Television
Sep 29, 2011

THE SECOND SHOT GOES DOWN SMOOTH

Freshly sea-washed bottles of fine Canadian whisky trickle ashore; men with guns pick them up.  Fortuitousness meets diligence thanks to the prohibition. Your luck can change pretty quickly in a town as volatile as Atlantic City, for good and bad.

One moment you are sitting pretty as sheriff, the next you have a bullet hole in your gut, or you could be a dying former political titan given a second chance at life and revenge.  In the second season premiere of Boardwalk Empire, people and factions take action to make their own luck, spinning and jostling their hopeful prize as on a roulette table with the illegal importation of alcohol acting as croupier.

Nucky (Steve Buscemi) is feeling good after the election, his brother is back to being sheriff Jimmy (Michael Pitt) and his disfigured friend Harrow (Jack Huston) are securing the alcohol from the beach and bringing it to the de facto mayor of the black community Chalky White (played by the excellent Michael K. Williams, you may remember him as Omar from The Wire, always have to give shout-outs to my favorite characters) and his people for dilution and distribution. No sooner do Jimmy and his crew leave when the KKK shows up with a Gatling gun and lights up the warehouse. Omar lives, but he gives Nucky a threatening edict that “you goin’ school these crackers”. War is bubbling like fresh malt, and Nucky plays both sides.

This move, prompted by Commodore Kaestner (Dabney Coleman) was meant not only to help secure the warehouse for his own operation. “Alcohol is the key,” states Kaestner to his son Jimmy who along with Nucky’s brother Eli (Shea Whigham) is privy and complicit with the insurrection on Nucky. An overarching theme in this episode is the fight between Nucky and the Commodore over who the right to be Jimmy’s father figure. Nucky goes as far to buy a wooden carving of a boy and his father out hunting that Jimmy immediately shelves in a dark closet. Makes one wonder if these people really want to make a municipal oligarchy out of ‘Atlantic City’ or to be called daddy.

Meanwhile, Agent Van Alden (Michael Shannon) continues his downward spiral as the modern day Sodom further corrupts his already troubled soul. He spends a lovely weekend with his wife (Enid Graham) “taking in the sights”, beats a maitre d running a speakeasy which later elicits her to put the beds together, then takes the confiscated money to his girlfriend (Paz de la Huerta, Nucky’s former flame). How much flagellation will this take to fix?

Domestically Nucky and Margaret (Kelly Macdonald) are back together, such as it is. Margaret for me remains the most enigmatic of characters next to Nucky, which is why I am so glad they are together, you simply have no idea how one will react to the other in given situations; and given the dire situation Nucky is put into at the end of this premiere episode, one is hoping that she will rally to his banner, as he has few banner men left.

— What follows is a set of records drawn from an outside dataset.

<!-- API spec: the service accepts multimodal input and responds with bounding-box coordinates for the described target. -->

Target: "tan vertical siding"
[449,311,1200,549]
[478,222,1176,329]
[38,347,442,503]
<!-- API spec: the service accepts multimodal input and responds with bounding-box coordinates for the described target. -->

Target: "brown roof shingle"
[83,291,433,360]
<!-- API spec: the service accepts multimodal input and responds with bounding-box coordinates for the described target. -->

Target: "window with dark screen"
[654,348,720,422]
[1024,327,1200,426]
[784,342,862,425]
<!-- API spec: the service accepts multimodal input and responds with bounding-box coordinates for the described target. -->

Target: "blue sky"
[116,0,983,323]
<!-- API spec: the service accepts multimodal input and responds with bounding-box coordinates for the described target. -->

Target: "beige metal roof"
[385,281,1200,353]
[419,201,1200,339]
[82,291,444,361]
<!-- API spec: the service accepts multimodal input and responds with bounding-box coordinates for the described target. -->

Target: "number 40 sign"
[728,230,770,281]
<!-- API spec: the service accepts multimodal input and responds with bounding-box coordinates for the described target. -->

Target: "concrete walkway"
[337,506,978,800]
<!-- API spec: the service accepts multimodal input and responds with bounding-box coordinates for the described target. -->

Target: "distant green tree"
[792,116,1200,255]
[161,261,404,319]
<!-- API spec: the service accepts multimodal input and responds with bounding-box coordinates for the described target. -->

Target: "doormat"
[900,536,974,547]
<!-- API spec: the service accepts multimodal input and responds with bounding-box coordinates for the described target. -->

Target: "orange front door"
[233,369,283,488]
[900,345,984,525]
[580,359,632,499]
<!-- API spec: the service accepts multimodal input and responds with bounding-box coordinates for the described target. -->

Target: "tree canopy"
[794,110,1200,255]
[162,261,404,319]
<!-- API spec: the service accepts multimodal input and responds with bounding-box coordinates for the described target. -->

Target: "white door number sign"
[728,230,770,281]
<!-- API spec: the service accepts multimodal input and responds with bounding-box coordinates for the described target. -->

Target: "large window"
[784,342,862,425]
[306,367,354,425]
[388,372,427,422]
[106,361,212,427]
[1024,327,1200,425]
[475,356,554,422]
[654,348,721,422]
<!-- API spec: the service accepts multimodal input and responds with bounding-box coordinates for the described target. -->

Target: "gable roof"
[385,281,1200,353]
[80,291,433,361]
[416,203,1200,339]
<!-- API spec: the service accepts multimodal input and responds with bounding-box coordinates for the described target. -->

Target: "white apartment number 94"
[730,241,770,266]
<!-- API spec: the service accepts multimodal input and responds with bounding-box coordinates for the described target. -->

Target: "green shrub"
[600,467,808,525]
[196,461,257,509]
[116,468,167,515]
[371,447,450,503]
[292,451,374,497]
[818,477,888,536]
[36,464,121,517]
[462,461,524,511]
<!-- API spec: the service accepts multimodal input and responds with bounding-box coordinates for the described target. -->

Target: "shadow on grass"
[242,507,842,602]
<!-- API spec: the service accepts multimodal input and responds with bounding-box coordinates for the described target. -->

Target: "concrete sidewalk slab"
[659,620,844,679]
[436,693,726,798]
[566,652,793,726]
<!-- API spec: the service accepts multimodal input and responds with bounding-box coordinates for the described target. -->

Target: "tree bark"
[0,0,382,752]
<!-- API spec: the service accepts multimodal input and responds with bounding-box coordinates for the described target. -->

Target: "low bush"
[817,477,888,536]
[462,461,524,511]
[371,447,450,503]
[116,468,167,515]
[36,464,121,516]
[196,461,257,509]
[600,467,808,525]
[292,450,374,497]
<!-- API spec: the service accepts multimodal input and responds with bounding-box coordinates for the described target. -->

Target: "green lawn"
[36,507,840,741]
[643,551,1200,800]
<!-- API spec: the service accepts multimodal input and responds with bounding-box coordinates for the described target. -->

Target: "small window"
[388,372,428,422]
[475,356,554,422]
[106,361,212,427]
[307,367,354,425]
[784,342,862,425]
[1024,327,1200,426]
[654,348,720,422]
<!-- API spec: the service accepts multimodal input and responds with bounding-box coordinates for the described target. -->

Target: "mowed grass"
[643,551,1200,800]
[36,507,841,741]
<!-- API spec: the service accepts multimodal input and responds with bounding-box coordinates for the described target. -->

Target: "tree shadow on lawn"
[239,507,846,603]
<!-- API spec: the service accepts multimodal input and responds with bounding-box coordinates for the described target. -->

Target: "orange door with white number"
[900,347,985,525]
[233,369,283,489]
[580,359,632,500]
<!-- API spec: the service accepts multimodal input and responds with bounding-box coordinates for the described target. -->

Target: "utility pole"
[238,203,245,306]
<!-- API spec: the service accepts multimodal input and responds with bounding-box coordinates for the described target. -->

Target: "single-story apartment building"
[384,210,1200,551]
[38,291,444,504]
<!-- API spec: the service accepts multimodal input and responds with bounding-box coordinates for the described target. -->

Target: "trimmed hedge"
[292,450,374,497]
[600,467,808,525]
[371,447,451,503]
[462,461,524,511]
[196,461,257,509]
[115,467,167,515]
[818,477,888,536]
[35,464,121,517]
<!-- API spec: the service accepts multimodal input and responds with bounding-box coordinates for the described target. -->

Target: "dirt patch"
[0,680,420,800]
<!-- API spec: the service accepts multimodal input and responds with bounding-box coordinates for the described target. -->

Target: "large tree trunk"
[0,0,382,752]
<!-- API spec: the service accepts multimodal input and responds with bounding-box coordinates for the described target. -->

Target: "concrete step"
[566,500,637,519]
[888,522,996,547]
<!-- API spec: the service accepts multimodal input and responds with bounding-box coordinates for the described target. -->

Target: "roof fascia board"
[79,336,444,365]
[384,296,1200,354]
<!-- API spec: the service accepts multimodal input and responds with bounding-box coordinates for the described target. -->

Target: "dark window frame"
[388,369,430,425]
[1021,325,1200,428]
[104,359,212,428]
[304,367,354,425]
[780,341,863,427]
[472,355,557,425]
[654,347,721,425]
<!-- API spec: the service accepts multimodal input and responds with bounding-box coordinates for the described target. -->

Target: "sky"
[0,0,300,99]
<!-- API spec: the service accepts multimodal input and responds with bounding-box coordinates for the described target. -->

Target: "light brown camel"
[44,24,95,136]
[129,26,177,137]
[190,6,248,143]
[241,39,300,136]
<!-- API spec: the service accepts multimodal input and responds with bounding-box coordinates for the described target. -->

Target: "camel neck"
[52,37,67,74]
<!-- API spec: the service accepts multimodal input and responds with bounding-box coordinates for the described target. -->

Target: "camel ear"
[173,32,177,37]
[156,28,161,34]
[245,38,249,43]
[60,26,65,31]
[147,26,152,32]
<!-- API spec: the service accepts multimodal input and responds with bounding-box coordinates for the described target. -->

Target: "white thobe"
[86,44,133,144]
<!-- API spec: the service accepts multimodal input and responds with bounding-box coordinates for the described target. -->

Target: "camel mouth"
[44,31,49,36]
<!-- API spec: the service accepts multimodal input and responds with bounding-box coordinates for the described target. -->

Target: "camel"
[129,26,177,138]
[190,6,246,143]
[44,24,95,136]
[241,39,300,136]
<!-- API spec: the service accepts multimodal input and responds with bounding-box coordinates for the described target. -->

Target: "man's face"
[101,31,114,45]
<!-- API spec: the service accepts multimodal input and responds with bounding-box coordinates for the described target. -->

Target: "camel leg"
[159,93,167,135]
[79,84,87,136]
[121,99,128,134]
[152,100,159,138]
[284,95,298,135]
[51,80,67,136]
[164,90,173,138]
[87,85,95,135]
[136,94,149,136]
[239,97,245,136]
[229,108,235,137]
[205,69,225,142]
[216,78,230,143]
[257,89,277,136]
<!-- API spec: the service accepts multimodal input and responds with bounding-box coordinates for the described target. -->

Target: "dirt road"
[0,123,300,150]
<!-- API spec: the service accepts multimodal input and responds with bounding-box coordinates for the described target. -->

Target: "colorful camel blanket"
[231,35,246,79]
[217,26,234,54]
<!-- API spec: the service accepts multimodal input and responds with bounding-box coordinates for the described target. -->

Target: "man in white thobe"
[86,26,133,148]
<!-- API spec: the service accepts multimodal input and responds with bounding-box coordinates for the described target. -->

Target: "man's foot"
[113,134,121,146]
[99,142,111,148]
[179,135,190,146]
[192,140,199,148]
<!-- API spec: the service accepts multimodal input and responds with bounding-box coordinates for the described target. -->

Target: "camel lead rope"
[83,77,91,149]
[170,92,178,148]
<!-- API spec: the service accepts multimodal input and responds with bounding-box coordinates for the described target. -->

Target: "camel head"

Season two picks up on the great strength that season one left us with. The art direction, costumes, and other details that when done well illustrate great care for a show are still top-notch. All this and I haven’t even covered Al Capone in Chicago or Rothstein in New York, who by now smell blood in the water around the Jersey shore.   It’s going to be a long season and anything can happen, but thus far Nucky ain’t feeling lucky.